The biblical scholar Sir George Adam Smith vividly described the scene from the hilltop. The history of Israel stretched out before the watcher’s eye. There was the plain of Esdraelon where Deborah and Barak had fought; where Gideon had won his victories; where Saul had crashed to disaster and Josiah had been killed in battle; there was Naboth’s vineyard and the place where Jehu slaughtered Jezebel; there was Shunem where Elisha had lived; there was Carmel where Elijah had fought his epic battle with the prophets of Baal, and, blue in the distance, there was the Mediterranean and the isles of the sea.

Not only the history of Israel was there; the world unfolded itself from the hilltop above Nazareth. Three great roads skirted it. There was the road from the south carrying pilgrims to Jerusalem. There was the great Way of the Sea which led from Egypt to Damascus with laden caravans moving along it. There was the great road to the east bearing caravans from Arabia and Roman legions marching out to the eastern frontiers of the Empire.
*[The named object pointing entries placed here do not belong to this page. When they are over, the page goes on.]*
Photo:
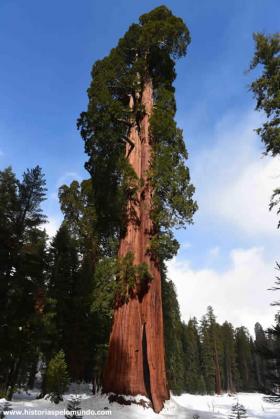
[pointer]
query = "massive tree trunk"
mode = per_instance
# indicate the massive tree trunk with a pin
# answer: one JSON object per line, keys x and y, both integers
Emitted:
{"x": 136, "y": 359}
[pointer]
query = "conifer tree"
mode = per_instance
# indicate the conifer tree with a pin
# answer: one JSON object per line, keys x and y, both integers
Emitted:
{"x": 238, "y": 411}
{"x": 244, "y": 352}
{"x": 211, "y": 352}
{"x": 194, "y": 381}
{"x": 141, "y": 189}
{"x": 229, "y": 376}
{"x": 74, "y": 406}
{"x": 22, "y": 273}
{"x": 173, "y": 330}
{"x": 57, "y": 378}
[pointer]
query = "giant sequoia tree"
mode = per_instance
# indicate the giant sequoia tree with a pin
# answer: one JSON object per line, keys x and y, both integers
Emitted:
{"x": 142, "y": 191}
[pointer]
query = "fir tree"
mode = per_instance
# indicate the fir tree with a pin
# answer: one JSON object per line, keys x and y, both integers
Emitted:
{"x": 57, "y": 378}
{"x": 266, "y": 88}
{"x": 22, "y": 274}
{"x": 194, "y": 381}
{"x": 175, "y": 357}
{"x": 5, "y": 406}
{"x": 229, "y": 367}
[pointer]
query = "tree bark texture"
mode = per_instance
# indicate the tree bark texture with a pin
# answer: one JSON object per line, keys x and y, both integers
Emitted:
{"x": 136, "y": 358}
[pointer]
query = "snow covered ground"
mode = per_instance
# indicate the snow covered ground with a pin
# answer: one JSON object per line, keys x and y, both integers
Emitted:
{"x": 185, "y": 406}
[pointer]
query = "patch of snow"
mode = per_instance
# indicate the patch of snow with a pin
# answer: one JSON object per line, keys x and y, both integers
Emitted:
{"x": 185, "y": 406}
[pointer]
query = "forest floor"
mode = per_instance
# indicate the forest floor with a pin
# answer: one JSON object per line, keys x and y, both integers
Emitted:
{"x": 185, "y": 406}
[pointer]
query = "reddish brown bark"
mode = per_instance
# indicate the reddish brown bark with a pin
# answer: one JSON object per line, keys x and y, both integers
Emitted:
{"x": 136, "y": 359}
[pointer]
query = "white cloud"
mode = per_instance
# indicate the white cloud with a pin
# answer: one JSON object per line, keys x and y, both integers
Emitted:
{"x": 234, "y": 180}
{"x": 239, "y": 294}
{"x": 67, "y": 177}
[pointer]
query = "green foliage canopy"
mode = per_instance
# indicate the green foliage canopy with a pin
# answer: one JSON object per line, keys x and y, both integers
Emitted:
{"x": 146, "y": 52}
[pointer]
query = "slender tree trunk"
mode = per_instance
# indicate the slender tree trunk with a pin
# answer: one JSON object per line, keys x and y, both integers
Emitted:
{"x": 136, "y": 359}
{"x": 218, "y": 385}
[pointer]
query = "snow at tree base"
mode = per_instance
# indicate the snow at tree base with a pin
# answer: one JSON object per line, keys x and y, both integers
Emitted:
{"x": 186, "y": 406}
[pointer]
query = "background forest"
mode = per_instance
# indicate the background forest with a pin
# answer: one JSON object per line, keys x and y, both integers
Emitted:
{"x": 57, "y": 295}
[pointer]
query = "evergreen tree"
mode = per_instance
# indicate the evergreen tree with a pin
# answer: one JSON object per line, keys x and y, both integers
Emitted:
{"x": 211, "y": 352}
{"x": 194, "y": 380}
{"x": 74, "y": 406}
{"x": 229, "y": 370}
{"x": 175, "y": 357}
{"x": 130, "y": 118}
{"x": 245, "y": 364}
{"x": 57, "y": 378}
{"x": 266, "y": 88}
{"x": 22, "y": 274}
{"x": 71, "y": 305}
{"x": 238, "y": 411}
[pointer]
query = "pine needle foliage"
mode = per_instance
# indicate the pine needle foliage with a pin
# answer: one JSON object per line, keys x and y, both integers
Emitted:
{"x": 147, "y": 51}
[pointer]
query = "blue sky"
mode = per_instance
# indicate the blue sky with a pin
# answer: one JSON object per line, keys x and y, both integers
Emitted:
{"x": 47, "y": 50}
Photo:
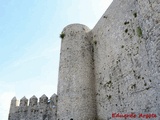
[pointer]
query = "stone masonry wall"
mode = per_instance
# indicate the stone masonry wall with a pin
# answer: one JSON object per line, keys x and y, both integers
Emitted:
{"x": 76, "y": 85}
{"x": 127, "y": 59}
{"x": 113, "y": 68}
{"x": 45, "y": 109}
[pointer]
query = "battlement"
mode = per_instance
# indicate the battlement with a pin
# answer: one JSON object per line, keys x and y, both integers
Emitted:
{"x": 32, "y": 109}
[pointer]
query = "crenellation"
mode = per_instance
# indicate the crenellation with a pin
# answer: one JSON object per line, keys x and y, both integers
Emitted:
{"x": 113, "y": 68}
{"x": 45, "y": 109}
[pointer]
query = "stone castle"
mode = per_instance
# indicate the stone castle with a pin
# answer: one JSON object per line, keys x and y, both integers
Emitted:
{"x": 113, "y": 68}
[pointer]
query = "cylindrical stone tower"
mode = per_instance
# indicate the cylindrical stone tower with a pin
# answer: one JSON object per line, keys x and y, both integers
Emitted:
{"x": 76, "y": 86}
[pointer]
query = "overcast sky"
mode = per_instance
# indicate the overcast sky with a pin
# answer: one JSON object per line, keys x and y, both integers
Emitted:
{"x": 30, "y": 43}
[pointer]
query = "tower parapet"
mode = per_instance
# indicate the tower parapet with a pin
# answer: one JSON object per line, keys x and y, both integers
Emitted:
{"x": 44, "y": 109}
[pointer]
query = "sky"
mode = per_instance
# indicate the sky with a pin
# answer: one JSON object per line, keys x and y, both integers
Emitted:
{"x": 30, "y": 43}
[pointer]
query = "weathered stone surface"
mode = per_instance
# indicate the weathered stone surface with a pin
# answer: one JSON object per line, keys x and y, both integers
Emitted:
{"x": 42, "y": 110}
{"x": 113, "y": 68}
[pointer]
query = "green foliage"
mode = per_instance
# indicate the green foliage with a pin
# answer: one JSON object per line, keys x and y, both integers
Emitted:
{"x": 139, "y": 32}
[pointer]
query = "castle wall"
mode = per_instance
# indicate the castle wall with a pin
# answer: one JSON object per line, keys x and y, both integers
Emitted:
{"x": 127, "y": 58}
{"x": 76, "y": 87}
{"x": 45, "y": 109}
{"x": 114, "y": 68}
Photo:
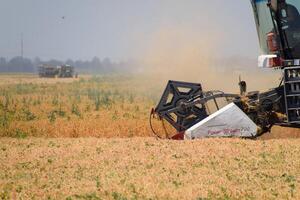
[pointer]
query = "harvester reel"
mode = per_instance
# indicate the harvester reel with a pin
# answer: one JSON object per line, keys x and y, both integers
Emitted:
{"x": 172, "y": 106}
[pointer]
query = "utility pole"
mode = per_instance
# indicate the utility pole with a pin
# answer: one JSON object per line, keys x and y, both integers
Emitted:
{"x": 22, "y": 46}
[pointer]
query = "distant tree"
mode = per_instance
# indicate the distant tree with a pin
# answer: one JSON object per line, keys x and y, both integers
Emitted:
{"x": 70, "y": 62}
{"x": 3, "y": 65}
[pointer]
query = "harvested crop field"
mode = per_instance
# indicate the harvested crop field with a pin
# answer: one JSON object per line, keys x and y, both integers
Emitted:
{"x": 146, "y": 168}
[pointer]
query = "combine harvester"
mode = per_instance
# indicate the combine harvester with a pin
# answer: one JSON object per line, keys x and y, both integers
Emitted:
{"x": 187, "y": 108}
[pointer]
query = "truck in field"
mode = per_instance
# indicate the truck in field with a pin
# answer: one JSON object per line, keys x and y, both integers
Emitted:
{"x": 63, "y": 71}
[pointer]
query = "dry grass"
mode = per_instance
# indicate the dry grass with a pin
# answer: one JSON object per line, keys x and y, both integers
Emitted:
{"x": 145, "y": 168}
{"x": 39, "y": 160}
{"x": 103, "y": 106}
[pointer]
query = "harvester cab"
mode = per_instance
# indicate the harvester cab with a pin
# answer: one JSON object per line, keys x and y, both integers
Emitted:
{"x": 188, "y": 109}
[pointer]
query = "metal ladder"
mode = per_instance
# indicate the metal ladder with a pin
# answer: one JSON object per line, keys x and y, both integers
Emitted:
{"x": 292, "y": 93}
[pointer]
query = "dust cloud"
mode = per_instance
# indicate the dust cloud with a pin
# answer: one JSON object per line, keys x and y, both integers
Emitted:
{"x": 180, "y": 53}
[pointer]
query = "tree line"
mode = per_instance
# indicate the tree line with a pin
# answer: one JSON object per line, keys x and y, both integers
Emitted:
{"x": 95, "y": 65}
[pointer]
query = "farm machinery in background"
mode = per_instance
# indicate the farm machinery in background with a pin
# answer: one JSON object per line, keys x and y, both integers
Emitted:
{"x": 195, "y": 113}
{"x": 63, "y": 71}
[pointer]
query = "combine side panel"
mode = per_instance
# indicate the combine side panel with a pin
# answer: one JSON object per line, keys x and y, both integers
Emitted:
{"x": 229, "y": 121}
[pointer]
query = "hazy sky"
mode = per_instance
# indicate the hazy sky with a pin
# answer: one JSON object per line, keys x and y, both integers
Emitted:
{"x": 122, "y": 29}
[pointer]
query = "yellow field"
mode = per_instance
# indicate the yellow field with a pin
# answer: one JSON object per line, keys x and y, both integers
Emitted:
{"x": 103, "y": 106}
{"x": 145, "y": 168}
{"x": 89, "y": 138}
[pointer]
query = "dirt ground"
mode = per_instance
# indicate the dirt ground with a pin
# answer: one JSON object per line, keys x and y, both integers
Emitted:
{"x": 278, "y": 132}
{"x": 146, "y": 168}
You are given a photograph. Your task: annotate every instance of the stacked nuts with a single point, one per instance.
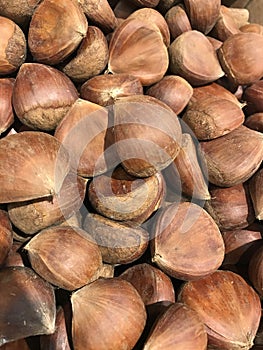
(131, 192)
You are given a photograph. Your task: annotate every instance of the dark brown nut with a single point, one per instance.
(231, 207)
(212, 117)
(202, 14)
(56, 29)
(194, 58)
(42, 96)
(137, 48)
(65, 256)
(179, 328)
(35, 164)
(110, 299)
(153, 137)
(100, 13)
(120, 196)
(35, 215)
(240, 56)
(228, 306)
(13, 48)
(151, 283)
(233, 158)
(173, 90)
(59, 339)
(91, 58)
(152, 16)
(86, 133)
(119, 243)
(34, 302)
(187, 243)
(225, 25)
(177, 20)
(105, 89)
(185, 173)
(241, 244)
(19, 14)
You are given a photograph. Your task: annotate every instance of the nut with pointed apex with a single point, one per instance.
(65, 256)
(203, 14)
(240, 56)
(100, 13)
(56, 29)
(178, 328)
(91, 57)
(233, 158)
(96, 306)
(119, 242)
(106, 88)
(33, 300)
(212, 117)
(42, 95)
(173, 90)
(123, 197)
(86, 133)
(152, 16)
(228, 306)
(231, 207)
(153, 137)
(193, 57)
(186, 171)
(35, 164)
(35, 215)
(187, 243)
(177, 20)
(137, 48)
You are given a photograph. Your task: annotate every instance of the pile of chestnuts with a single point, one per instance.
(131, 196)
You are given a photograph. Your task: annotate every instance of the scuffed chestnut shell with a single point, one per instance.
(112, 300)
(119, 243)
(228, 306)
(35, 215)
(35, 164)
(151, 283)
(137, 48)
(180, 328)
(231, 207)
(193, 57)
(42, 96)
(225, 156)
(105, 89)
(50, 43)
(13, 47)
(187, 243)
(65, 256)
(147, 134)
(120, 196)
(33, 300)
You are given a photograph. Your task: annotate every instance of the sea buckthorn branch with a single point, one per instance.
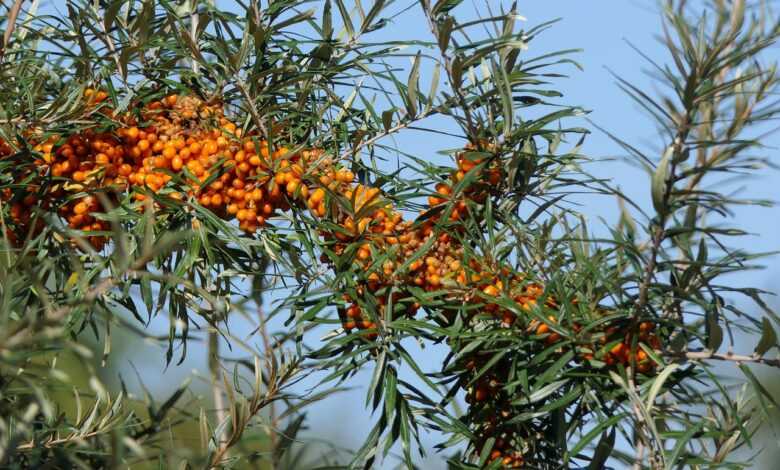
(241, 178)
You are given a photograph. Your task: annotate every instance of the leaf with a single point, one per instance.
(768, 337)
(288, 437)
(713, 328)
(681, 443)
(603, 450)
(387, 119)
(412, 87)
(598, 429)
(658, 383)
(378, 5)
(658, 185)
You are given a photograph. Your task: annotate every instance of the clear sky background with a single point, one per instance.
(601, 28)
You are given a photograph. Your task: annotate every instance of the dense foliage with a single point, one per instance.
(186, 160)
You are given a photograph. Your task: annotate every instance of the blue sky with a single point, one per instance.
(601, 29)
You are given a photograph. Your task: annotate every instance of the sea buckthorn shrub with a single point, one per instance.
(193, 160)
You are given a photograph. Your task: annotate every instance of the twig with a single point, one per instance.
(713, 356)
(216, 389)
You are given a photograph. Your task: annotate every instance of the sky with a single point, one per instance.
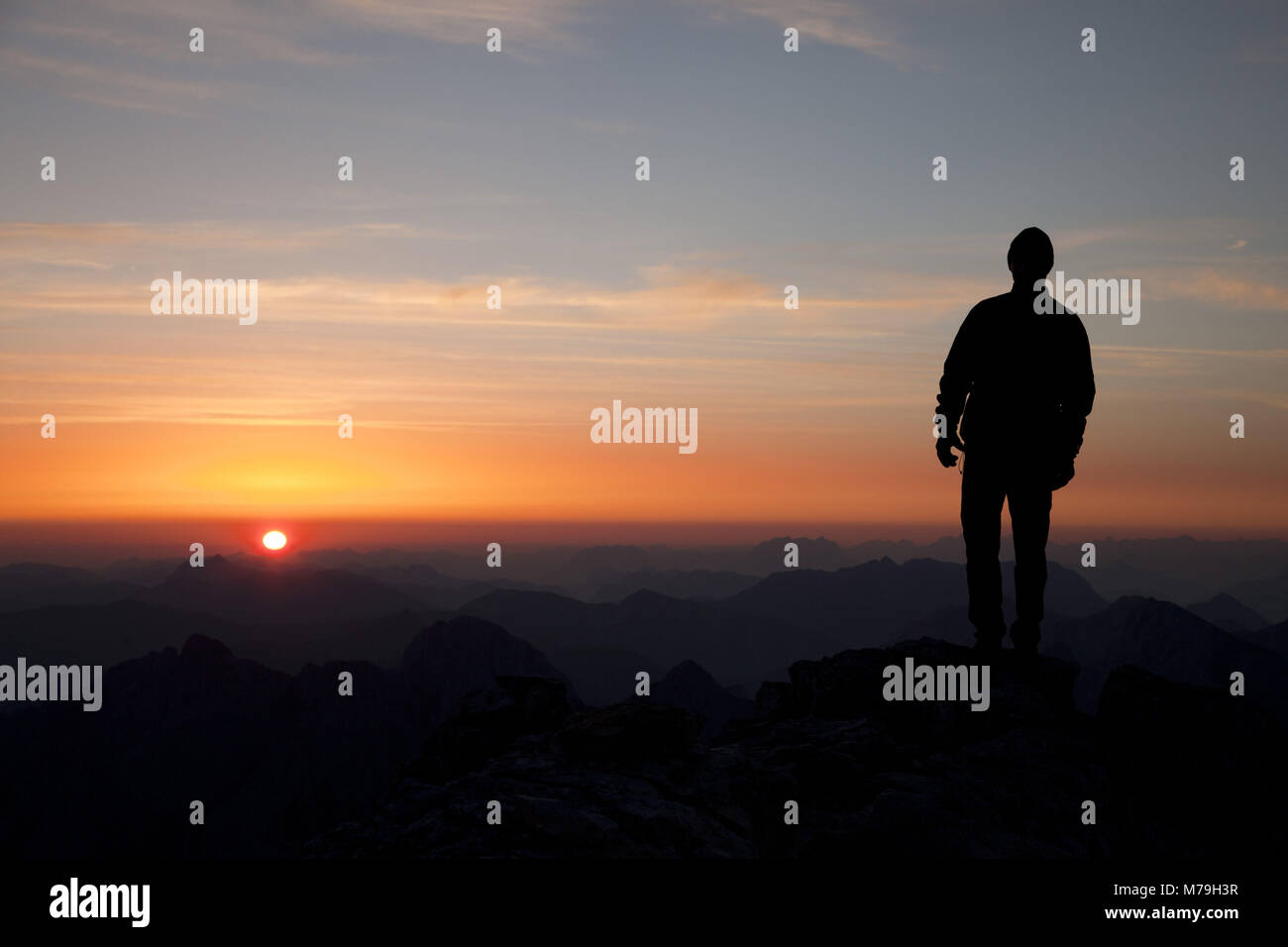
(516, 169)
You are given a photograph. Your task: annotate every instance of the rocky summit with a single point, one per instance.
(868, 777)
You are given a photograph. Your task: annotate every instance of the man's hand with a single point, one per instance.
(944, 449)
(1061, 474)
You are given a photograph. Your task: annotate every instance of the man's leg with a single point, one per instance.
(1030, 522)
(982, 530)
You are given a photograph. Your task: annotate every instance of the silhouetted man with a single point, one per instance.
(1024, 380)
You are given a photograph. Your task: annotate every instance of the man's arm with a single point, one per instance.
(957, 377)
(1080, 389)
(953, 386)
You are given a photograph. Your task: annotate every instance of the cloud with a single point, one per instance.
(828, 21)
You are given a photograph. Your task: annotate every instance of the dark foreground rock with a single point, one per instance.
(872, 779)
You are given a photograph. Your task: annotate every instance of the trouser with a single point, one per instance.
(986, 482)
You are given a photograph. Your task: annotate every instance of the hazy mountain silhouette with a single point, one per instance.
(1274, 638)
(1269, 596)
(1170, 642)
(702, 585)
(270, 595)
(273, 757)
(688, 685)
(1229, 615)
(31, 585)
(866, 605)
(732, 646)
It is wrong to think of Jesus as being brought up in a backwater; he was brought up in a town in sight of history and with the traffic of the world almost at its doors.

We have already described the synagogue service, and this passage gives us a vivid picture of it in action. It was not a book that Jesus took, for at this time everything was written on rolls. It was from Isaiah 61 that he read. In verse 20 the Authorized Version speaks misleadingly of the minister. The official in question was the Chazzan. He had many duties. He had to take out and put back the sacred rolls of Scripture; he had to keep the synagogue clean; he had to announce the coming of the Sabbath with three blasts of the silver trumpet from the synagogue roof; and he was also the teacher in the village school. Verse 20 says that Jesus sat down. That gives us the impression that he was finished. In point of fact it means that he was about to start, because the speaker gave the address seated and Rabbis taught sitting down (cf. our own phrase, a professor’s chair).

What angered the people was the apparent compliment that Jesus paid to Gentiles. The Jews were so sure that they were God’s people that they tended to look down on all others. Some believed that ‘God had created the Gentiles to be fuel for the fires of hell.’ And here was this young Jesus, whom they all knew, preaching as if the Gentiles were specially favoured by God. It was beginning to dawn upon them that there were things in this new message the like of which they had never dreamed.

We must note two other things.

(1) It was Jesus’ habit to go to the synagogue on the Sabbath. There must have been many things with which he radically disagreed and which grated on him – yet he went. The worship of the synagogue might be far from perfect; yet Jesus never omitted to join himself to God’s worshipping people on God’s day.

(2) We have only to read the passage of Isaiah that Jesus read to see the difference between Jesus and John the Baptist. John was the preacher of doom and those who heard his message must have shuddered with terror. It was a gospel – good news – which Jesus brought. Jesus, too, knew the wrath of God but it was always the wrath of love.